VPA: Aggregates not pruned when container names change, stale aggregates result in erroneously split minimum resources #6744
Description
Which component are you using?:
vertical-pod-autoscaler
What version of the component are you using?:
Component version: 1.0.0
What k8s version are you using (kubectl version
)?:
kubectl version
Output
$ kubectl version Client Version: v1.30.0 Kustomize Version: v5.0.4-0.20230601165947-6ce0bf390ce3 Server Version: v1.29.2
What environment is this in?:
GCP, kind, probably All
What did you expect to happen?:
When changing the name of a container in a deployment managed by a VPA, I expected the VPA recommender to react as though the container had been replaced, rather than a new container having been added, e.g.:
recommendation:
containerRecommendations:
- containerName: sleeper-a
lowerBound:
cpu: 25m
memory: 262144k
target:
cpu: 25m
memory: 262144k
uncappedTarget:
cpu: 25m
memory: 262144k
upperBound:
cpu: 25m
memory: 262144k
and then after the rename (from sleeper-a
to sleeper-b
) I'd expect something like:
recommendation:
containerRecommendations:
- containerName: sleeper-b
lowerBound:
cpu: 25m
memory: 262144k
target:
cpu: 25m
memory: 262144k
uncappedTarget:
cpu: 25m
memory: 262144k
upperBound:
cpu: 25m
memory: 262144k
What happened instead?:
The VPA reacts as though a container has been added to the deployment, splits the resources accordingly, keeps everything (aggregates, checkpoints, recommendations) for the old container, and never cleans them up:
recommendation:
containerRecommendations:
- containerName: sleeper-a
lowerBound:
cpu: 12m
memory: 131072k
target:
cpu: 12m
memory: 131072k
uncappedTarget:
cpu: 12m
memory: 131072k
upperBound:
cpu: 4811m
memory: "5029681818"
- containerName: sleeper-b
lowerBound:
cpu: 12m
memory: 131072k
target:
cpu: 12m
memory: 131072k
uncappedTarget:
cpu: 12m
memory: 131072k
upperBound:
cpu: 17291m
memory: "18076954545"
This is especially problematic for containers whose resources drop low enough as a result of this split that they start failing health checks.

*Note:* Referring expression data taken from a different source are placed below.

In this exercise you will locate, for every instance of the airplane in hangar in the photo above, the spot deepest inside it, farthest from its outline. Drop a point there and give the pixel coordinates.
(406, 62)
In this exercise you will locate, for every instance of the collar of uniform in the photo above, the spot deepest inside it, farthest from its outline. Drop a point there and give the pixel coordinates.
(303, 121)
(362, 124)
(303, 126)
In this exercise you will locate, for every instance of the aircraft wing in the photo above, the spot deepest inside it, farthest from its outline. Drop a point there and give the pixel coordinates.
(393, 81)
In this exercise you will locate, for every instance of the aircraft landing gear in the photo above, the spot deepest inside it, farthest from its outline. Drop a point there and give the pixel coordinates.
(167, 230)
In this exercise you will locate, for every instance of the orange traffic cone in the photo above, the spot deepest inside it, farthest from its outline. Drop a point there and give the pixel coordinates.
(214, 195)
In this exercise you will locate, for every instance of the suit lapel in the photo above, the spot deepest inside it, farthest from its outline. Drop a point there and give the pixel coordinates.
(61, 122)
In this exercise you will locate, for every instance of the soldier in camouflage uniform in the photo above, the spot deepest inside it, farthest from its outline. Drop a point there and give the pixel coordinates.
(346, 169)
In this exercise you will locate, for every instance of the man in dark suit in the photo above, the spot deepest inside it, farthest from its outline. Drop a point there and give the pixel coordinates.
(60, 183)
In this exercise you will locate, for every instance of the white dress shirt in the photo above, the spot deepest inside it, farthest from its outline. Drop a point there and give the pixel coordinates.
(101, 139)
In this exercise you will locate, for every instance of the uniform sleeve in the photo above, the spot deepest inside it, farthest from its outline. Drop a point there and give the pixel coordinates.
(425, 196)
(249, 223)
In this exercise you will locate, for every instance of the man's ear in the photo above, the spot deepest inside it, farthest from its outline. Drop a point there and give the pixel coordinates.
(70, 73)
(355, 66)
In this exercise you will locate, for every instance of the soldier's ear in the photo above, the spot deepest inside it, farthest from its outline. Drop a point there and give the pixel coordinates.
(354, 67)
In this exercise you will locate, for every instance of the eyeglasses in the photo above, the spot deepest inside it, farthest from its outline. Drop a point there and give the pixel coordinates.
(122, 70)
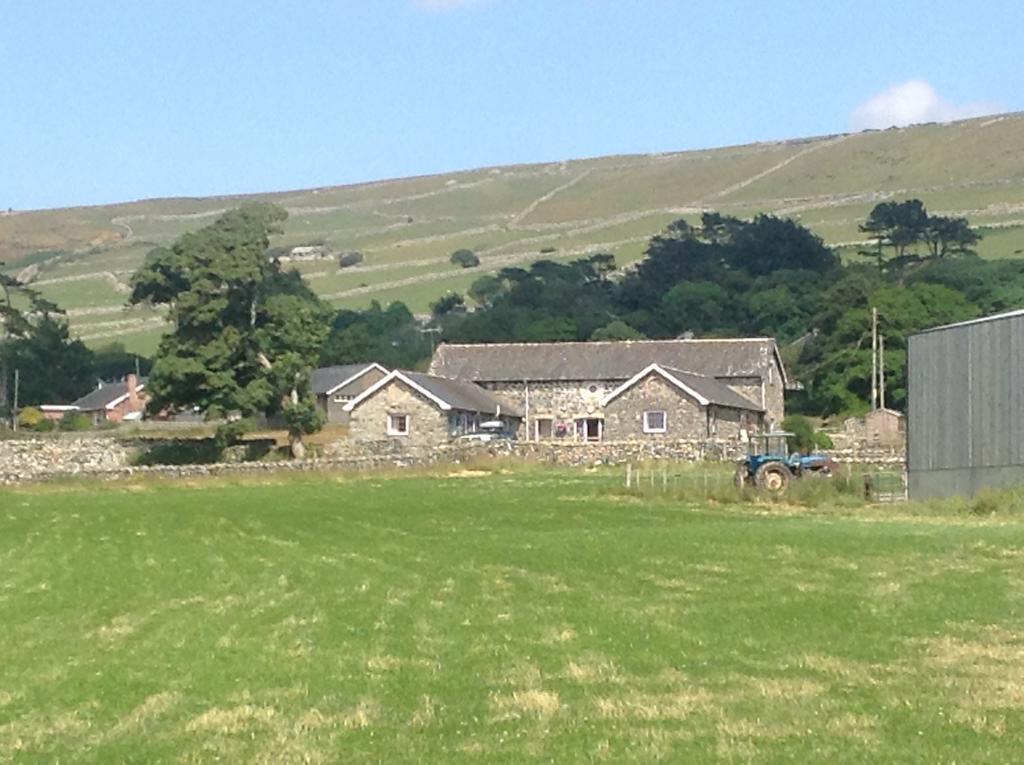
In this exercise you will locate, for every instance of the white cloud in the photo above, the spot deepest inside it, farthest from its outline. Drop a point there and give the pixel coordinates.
(444, 4)
(910, 102)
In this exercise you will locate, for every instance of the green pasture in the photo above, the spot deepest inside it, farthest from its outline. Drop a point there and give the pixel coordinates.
(501, 615)
(973, 168)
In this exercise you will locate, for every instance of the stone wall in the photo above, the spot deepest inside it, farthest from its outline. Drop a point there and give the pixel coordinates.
(335, 410)
(428, 426)
(564, 401)
(561, 402)
(29, 458)
(684, 417)
(41, 458)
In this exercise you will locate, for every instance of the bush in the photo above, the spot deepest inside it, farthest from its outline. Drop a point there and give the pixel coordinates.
(198, 452)
(349, 259)
(76, 421)
(465, 258)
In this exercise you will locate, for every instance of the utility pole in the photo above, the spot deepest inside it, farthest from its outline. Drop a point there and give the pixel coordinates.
(875, 358)
(17, 381)
(882, 371)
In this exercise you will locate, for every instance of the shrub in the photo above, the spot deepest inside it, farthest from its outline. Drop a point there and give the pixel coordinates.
(349, 259)
(465, 258)
(75, 421)
(198, 452)
(451, 302)
(30, 417)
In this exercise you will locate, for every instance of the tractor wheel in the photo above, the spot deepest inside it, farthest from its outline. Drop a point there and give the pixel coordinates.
(773, 476)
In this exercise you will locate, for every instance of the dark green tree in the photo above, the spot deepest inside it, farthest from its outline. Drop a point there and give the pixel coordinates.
(616, 330)
(465, 258)
(944, 237)
(246, 334)
(35, 340)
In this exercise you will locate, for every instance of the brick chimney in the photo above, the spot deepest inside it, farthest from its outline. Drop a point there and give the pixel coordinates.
(131, 383)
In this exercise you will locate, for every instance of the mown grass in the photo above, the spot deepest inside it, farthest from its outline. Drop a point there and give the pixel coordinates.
(487, 615)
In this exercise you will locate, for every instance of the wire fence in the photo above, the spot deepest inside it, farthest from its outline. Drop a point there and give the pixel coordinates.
(885, 485)
(701, 479)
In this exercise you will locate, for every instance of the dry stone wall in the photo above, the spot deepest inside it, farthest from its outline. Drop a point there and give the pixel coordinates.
(28, 459)
(103, 457)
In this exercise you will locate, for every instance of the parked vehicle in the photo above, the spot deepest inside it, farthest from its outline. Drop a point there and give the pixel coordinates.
(493, 430)
(770, 466)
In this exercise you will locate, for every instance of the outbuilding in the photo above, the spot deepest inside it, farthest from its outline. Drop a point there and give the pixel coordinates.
(965, 399)
(659, 402)
(418, 411)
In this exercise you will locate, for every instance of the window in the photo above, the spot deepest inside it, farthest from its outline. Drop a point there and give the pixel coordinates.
(655, 422)
(544, 427)
(397, 424)
(590, 429)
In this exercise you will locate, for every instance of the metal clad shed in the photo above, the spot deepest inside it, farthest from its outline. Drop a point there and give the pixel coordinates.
(966, 407)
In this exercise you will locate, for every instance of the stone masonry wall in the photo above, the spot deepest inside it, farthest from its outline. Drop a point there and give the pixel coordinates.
(42, 458)
(684, 417)
(23, 459)
(335, 411)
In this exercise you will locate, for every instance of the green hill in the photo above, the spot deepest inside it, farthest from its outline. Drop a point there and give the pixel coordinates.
(83, 257)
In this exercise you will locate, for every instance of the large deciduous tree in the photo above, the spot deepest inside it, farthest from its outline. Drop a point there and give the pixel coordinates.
(246, 333)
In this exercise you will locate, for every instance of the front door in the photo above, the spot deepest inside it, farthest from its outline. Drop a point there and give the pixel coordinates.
(590, 429)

How to reproduce it (as minimally and precisely as possible):
This is just a deployment that sleeps and does nothing so it gets the default minimum resources.
Deployment + VPA:
apiVersion: apps/v1
kind: Deployment
metadata:
name: sleeper
namespace: default
spec:
selector:
matchLabels:
app: sleeper
replicas: 2
template:
metadata:
labels:
app: sleeper
spec:
securityContext:
runAsNonRoot: true
runAsUser: 65534 # nobody
containers:
- name: sleeper-a
image: registry.k8s.io/ubuntu-slim:0.1
resources:
requests:
cpu: 100m
memory: 50Mi
command: ["/bin/sh"]
args:
- "-c"
- "sleep infinity"
---
apiVersion: autoscaling.k8s.io/v1
kind: VerticalPodAutoscaler
metadata:
annotations:
name: vpa
namespace: default
spec:
targetRef:
apiVersion: apps/v1
kind: Deployment
name: sleeper
updatePolicy:
updateMode: Recreate
After applying, wait for it to get a recommendation:
[jkyros@jkyros-thinkpadp1gen5 vpa-checkpoints]$ kubectl get vpa -n default vpa
...
status:
conditions:
- lastTransitionTime: "2024-04-18T23:30:50Z"
status: "True"
type: RecommendationProvided
recommendation:
containerRecommendations:
- containerName: sleeper-a
lowerBound:
cpu: 25m
memory: 262144k
target:
cpu: 25m
memory: 262144k
uncappedTarget:
cpu: 25m
memory: 262144k
upperBound:
cpu: 59411m
memory: 62111500k
Then change the name of the container (here I changed sleeper-a
to sleeper-b
):
containers:
- name: sleeper-b
image: registry.k8s.io/ubuntu-slim:0.1
resources:
requests:
cpu: 100m
memory: 50Mi
command: ["/bin/sh"]
args:
- "-c"
- "sleep infinity"
Watch it roll out:
NAMESPACE NAME READY STATUS RESTARTS AGE
default sleeper-7b5cb584cb-66z2z 1/1 Running 0 15s
default sleeper-7b5cb584cb-w5b2b 1/1 Terminating 0 33s
default sleeper-7b5cb584cb-xxn8h 1/1 Running 0 32s
default sleeper-84949f4f97-68xx6 0/1 Terminating 0 3m15s
It eventually finishes:
NAMESPACE NAME READY STATUS RESTARTS AGE
default sleeper-7b5cb584cb-66z2z 1/1 Running 0 53s
default sleeper-7b5cb584cb-xxn8h 1/1 Running 0 70s
The VPA still thinks we have two containers:
recommendation:
containerRecommendations:
- containerName: sleeper-a
lowerBound:
cpu: 12m
memory: 131072k
target:
cpu: 12m
memory: 131072k
uncappedTarget:
cpu: 12m
memory: 131072k
upperBound:
cpu: 4811m
memory: "5029681818"
- containerName: sleeper-b
lowerBound:
cpu: 12m
memory: 131072k
target:
cpu: 12m
memory: 131072k
uncappedTarget:
cpu: 12m
memory: 131072k
upperBound:
cpu: 17291m
memory: "18076954545"
And the default lowerBound
CPU of cpu: 25m
has been spread across the containers, with each of them getting cpu: 12m
, even though only one of them (sleeper-b
) actually exists anymore.
Anything else we need to know?:
- If you change the container name again, you get a 3rd one, a 4th one, etc and the resources get smaller.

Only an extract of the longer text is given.